Tue, 22 May 2018

BentarNews.comInfo terakhir seputar Jawa Barat

Breaking News

BPM Jabar terjunkan Seratus Lebih Pendamping untuk Awasi Program Raksa Desa

(Bandung),- Badan Pemberdayaan Masyarakat (BPM) Provinsi Jabar memberikan pelatihan pada 111 tenaga pendamping program raksa desa, yang akan diterjunkan di 556 desa di Jabar. Tenaga pendamping ini merupakan kunci bergulirnya program raksa desa, karena mereka bertugas sebagai pengawas, pembina, dan pengawal program tersebut. Sebanyak 111 tenaga pendamping akan diterjunkan ke 556 desa. Setiap tenaga pendamping akan mengawal proposal yang diajukan dari lima desa.

Hal tersebut diungkapkan Kepala BPM Jabar, Pery Suparman, usai membuka pelatihan program raksa desa bagi tenaga pendamping Provinsi Jabar 2008 di Hotel Lingga, Jl. Soekarno-Hatta Bandung, Kamis (3/4). Menurutnya, dari 5.239 desa, tinggal 556 desa yang belum mendapatkan kucuran dana raksa desa. Tahun ini, desa-desa yang belum mendapat bantuan akan mendapatkannya, yaitu sebesar Rp 100 juta/desa. "Untuk mengawal dana raksa desa tersebut, maka kabupaten/kota menunjuk tenaga pendamping dan sebelum diterjunkan, mereka diberi pelatihan terlebih dulu," jelasnya.
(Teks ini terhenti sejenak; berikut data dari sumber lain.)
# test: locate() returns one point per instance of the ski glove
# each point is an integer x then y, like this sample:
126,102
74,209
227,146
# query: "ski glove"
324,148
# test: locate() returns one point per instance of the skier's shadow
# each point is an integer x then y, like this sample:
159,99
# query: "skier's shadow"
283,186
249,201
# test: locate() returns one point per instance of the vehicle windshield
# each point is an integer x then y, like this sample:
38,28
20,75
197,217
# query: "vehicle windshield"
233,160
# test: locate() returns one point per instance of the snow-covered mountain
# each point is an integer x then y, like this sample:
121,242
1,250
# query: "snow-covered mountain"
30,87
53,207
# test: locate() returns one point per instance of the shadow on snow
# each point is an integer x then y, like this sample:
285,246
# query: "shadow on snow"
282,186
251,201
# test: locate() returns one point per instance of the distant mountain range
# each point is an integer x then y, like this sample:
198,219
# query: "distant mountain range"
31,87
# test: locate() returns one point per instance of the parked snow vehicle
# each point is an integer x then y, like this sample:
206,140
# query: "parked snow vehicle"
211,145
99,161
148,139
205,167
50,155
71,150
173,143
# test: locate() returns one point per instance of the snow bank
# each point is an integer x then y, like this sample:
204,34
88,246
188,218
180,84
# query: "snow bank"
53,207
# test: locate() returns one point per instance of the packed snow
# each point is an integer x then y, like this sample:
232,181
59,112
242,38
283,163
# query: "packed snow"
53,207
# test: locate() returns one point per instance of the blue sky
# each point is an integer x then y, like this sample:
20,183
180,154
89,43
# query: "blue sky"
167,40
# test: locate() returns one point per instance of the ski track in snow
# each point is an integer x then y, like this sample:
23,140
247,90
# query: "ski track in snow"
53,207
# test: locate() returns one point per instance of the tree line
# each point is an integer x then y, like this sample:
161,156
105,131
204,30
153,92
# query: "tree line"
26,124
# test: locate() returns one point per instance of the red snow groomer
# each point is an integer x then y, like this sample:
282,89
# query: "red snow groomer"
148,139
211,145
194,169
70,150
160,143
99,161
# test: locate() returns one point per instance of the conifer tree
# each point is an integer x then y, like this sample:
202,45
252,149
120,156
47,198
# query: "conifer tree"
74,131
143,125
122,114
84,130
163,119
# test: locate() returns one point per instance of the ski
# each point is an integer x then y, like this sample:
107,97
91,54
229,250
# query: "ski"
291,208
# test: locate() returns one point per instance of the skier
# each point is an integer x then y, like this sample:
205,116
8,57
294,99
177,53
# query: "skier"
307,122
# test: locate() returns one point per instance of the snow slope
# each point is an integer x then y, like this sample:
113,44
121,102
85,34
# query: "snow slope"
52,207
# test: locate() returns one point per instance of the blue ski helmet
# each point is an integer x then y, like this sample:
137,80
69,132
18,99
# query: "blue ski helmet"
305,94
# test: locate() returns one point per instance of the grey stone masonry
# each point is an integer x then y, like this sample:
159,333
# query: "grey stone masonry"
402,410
Melalui tenaga pendamping, di tiap desa akan dibentuk kelompok-kelompok. Dana raksa desa ini akan digunakan dalam kelompok tersebut dengan pengawasan tenaga pendamping. Dan kunci raksa desa itu ada tenaga pendamping, yang bertugas sebagai pengawas, pembina, dan juga pengawal. Selama ini, tugas mereka bagus dan selalu melaporkan hasilnya pada kami," ujar Pery.

"Tenaga pendamping yang betugas satu tahun ini mendapat honor sebesar Rp 750.000/orang. Ada kelemahan dari masa tugas tenaga pendamping yang hanya 1 tahun. Banyak kegiatan setelah satu tahun macet, karena tidak ada lagi pengawasannya. Untuk mengatasinya, BPM akan mengajukan masa kerja tenaga pendamping ini diperpanjang, termasuk anggarannya. Saya ingin tenaga pendamping ini diperpanjang, sehingga kegiatan terus bergulir. Idealnya para pendamping mendapatkan honor di atas UMK, karena jarak antardesa relatif jauh," tutur Pery.

Lanjut Pery, pada umumnya pelaksanaan program raksa desa berhasil. Dana ini 40% diperuntukkan bagi infrastruktur dan 60% untuk perekonomian. "Berdasarkan penelitian tim independen Unpad, program raksa desa ini umumnya berhasil dan ini sangat bermanfaat. Program raksa desa berakhir pada 2008, tapi saya harap pada 2009 dan selanjutnya masih ada, namun dengan desain yang berbeda. Selain itu, ada juga penggunaan dana raksa desa yang tidak sesuai peruntukannya. Seperti yang terjadi di Desa Jasinga, Kab. Bogor pada 2005 dan di Kab. Kuningan pada 2007," katanya.